The International Monetary Fund delayed approving a new line of credit to Afghanistan after the scandal broke, blocking millions in foreign aid. But the IMF recently approved new disbursements, a sign it thinks Afghanistan is meeting its benchmarks for reform.
Dowrani left Afghanistan as a young man to attend college in Islamabad, the capital of Pakistan. He later moved to the United States and received a master’s degree in law from the University of Houston. He then returned to Kabul and became the director of financial supervision at Afghanistan’s central bank. In 2008, he established the Financial Dispute Resolution Commission, which settles disputes between regulators and the financial and telecom industries.
“There was no precedent for anything in the past like this,” Dowrani said of his office, which has six employees, including three lawyers. “People don’t read the law here. We are not a law-abiding society.”
The central bank took over Kabul Bank in 2010 and provided $830 million to stave off its collapse and guarantee depositors’ money. Since then, efforts have been underway to prosecute fraud and recover missing assets.

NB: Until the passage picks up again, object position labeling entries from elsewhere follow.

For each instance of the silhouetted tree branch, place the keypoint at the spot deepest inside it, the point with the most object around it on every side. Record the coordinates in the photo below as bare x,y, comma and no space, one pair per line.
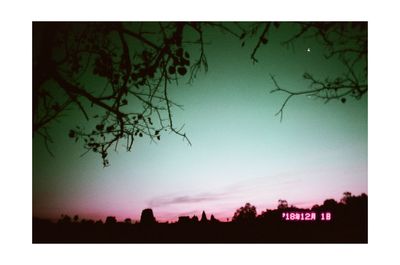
118,74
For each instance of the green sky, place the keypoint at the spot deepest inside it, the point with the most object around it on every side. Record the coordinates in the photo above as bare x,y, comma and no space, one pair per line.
240,151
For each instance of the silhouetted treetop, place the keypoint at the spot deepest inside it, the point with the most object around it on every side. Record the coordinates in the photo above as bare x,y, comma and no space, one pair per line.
245,214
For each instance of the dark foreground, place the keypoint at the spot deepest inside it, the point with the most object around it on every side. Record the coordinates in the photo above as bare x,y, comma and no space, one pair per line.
46,232
347,223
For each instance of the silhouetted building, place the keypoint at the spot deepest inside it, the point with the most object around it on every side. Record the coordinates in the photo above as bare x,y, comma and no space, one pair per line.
213,219
204,218
184,220
195,219
111,220
147,217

Dowrani is aware of the risks. The former central bank governor, Abdul Qadir Fitrat, fled to the United States a year ago, saying he feared for his life after pushing for punishment for the perpetrators of fraud at Kabul Bank. Dowrani’s uncle, former attorney general Abdul Jabar Sabit, whom some saw as a crusader against corruption, was kidnapped last year and remains missing.
The receiver for Kabul Bank, Abdul Hameed Mohebi, was openly nervous about discussing certain individuals in the case. But he praised Dowrani, saying: “He’s confident in his job, he’s honest, he’s professional and he’s a clean person. I wish we had more people like Dowrani.”